- VHS released by Prism Entertainment Corporation
- Directed by: Jag Mundhra
- Screenplay by: David M. Evans
- Story by: Jag Mundhra
- Produced by: Sandy Cobe
- Starring: Joseph Bottoms Adrienne Barbeau Mary Stavin Rudy Ramos Robert Miano Darwyn Swalve Scott Thompson Baker
- Cinematography: Robert Hayes
- Edited by: Dan Selakovich
- Music by: Jim Studer
- Distributed by: Intercontinental Releasing Corporation
- Release date: October 1, 1987 (United States);
- Running time: 95 minutes
- Country: United States
- Language: English

= Open House (1987 film) =

1987 film directed by Jag Mundhra

Open House is a 1987 American slasher film directed by Jag Mundhra and written by David M. Evans from Mundhra's original story. It stars Joseph Bottoms as a radio psychologist and Adrienne Barbeau as a real estate agent, who are under threat by a serial killer.

== Plot ==
A teenage girl who was molested by her father calls David Kelley, a radio psychologist working for KDRX, and shoots herself on the air. Later, a real estate broker shows off a house to prospective buyers, and discovers the decomposing remains of another realtor in the washroom, the fourth victim of a psychopath dubbed the "Open House Killer". Outside Grant Real Estate, which David's girlfriend Lisa runs, someone digs through the trash, and takes discarded Seller Listings. The vagabond goes to one of the listed houses, and murders the realtor and buyer inside with a plunger that has had razor blades attached to it. The Open House Killer (who gives his name as "Harry") then calls David at KDRX, and opines that his victims deserved their fates.

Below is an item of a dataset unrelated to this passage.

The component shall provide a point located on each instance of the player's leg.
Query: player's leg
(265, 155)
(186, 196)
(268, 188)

After an open house, Harry breaks into the property, and electrocutes the realtor with frayed wires. As Harry continues to make rambling calls to KDRX, a detective named Arnold Shapiro is assigned to work with the station to try and track Harry down. In an attempt to protect their employees, the real estate agencies institute new safety precautions, though these do little to deter Harry, who murders another agent by hanging her.

Barney Resnick, Lisa's unscrupulous business rival, visits a prospective client, a dominatrix who agrees to sell her home through his agency if he has kinky sex with her. Harry follows Resnick, decapitates him with an axe, and snaps the neck of the home owner. The next day, Harry abducts Lisa, who gives cryptic hints about her whereabouts when Harry calls KDRX to taunt David. David tracks Lisa and Harry to an empty house, and as the authorities swarm the building, Harry expresses disappointment over the media not being present, and rants about how corporations and the real estate industry drove him to kill, as they made it so he could never have a place he could call his own

Just as Harry is about to slit Lisa's throat, he is shot and knocked through a glass door by Detective Shapiro. Despite the severity of his injuries, Harry still tries attacking, and is finally killed when Shapiro knocks him off a balcony.

== Reception ==
Moria gave Open House a zero, and stated that while it was more ambitious than most other slashers of the time and had an intriguing antagonist, it was still "a very poor film" that was dully directed, flatly photographed, and failed to generate any real suspense. Hysteia Lives! found the film "unrelentingly tedious" and gave it a one out of five, writing "Despite a few cheesy flourishes, Open House is a snoozer of the first order".